When I phoned up Audi to book my car in for the latest service in December (2017), I asked to have the service plan for £360, brake fluid change, automatic gear box oil change, 4-Wheel drive oil change, MOT etc which all come to about £780! She said no problem and booked it in for the 14th December.
I collected the car about 3 days after the work was done as I had a busy week at work and couldn't collect it as soon as it was ready. When I went to collect the car the guy ran through all the work that had been done on the invoice with me and said my service plan had been set up successfully and it is clearly down on the invoice as "Segment 2 Service Plan Sold, 1 x major service (carried out 14/12/17), 1 x minor remaining". He took my £780 and said thank you and goodbye. A couple of days ago I got an unexpected telephone call from a customer service assistant at the Audi dealer informing me that unfortunately they have come to set up the service plan with Audi Finance (who administer the service plan) and her service manager has found out that my model (TTS) is not covered by the plan and therefore even though I have paid for the plan, it is on my invoice and they told me when I collected the car that it had been set up successfully, she said this item on the invoice is now null and void and as a goodwill gesture they wont charge me the £15 difference between the list price of the major service (£375) and the service plan which cost me £360! Thanks!
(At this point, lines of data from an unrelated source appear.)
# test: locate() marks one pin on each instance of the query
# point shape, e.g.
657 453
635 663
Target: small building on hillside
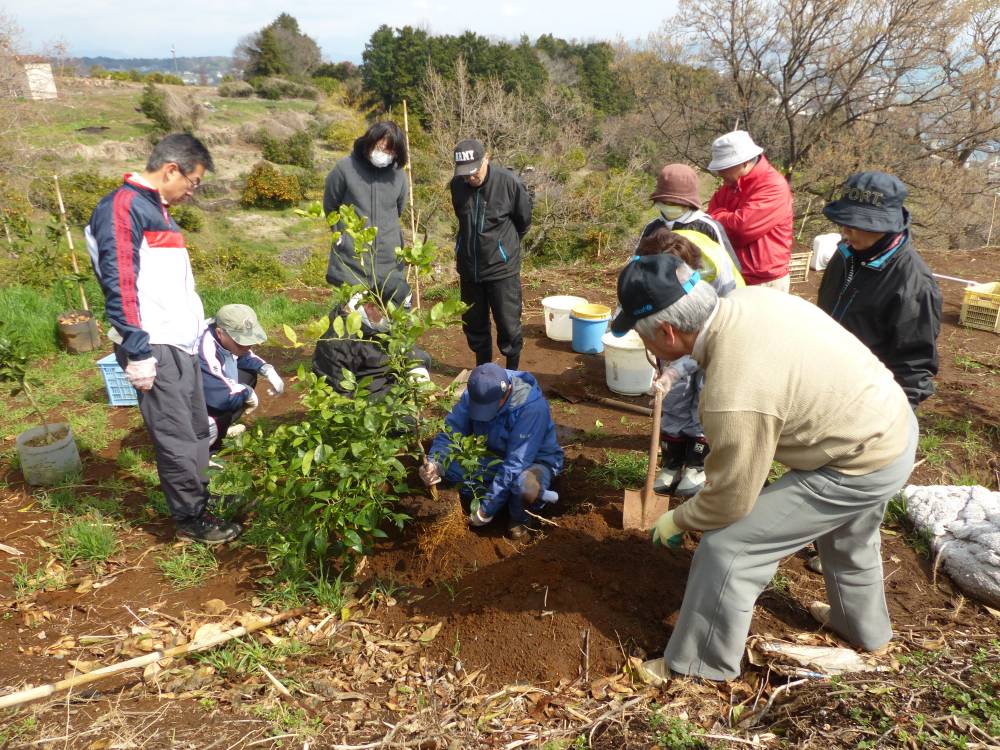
28 76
I have spoken to the manager who is standing firm saying there is nothing he can do and it also came up in the conversation that they have changed my service schedule from long life to fixed without my knowledge or approval so now I have to have my car serviced more often. They are now ignoring my calls as well. Shocking service.


----------



## MarksBlackTT (Nov 29, 2016)

So.............. is this not a lesson learnt? When will people stop trusting the thieving twats who run Audi dealerships? It is nothing more than a licence to print money. They are not referred to as 'STEALERS' for nothing!! ALWAYS go to an Independent (Indie) dealership that has good feedback. They will always honour your service schedule.


----------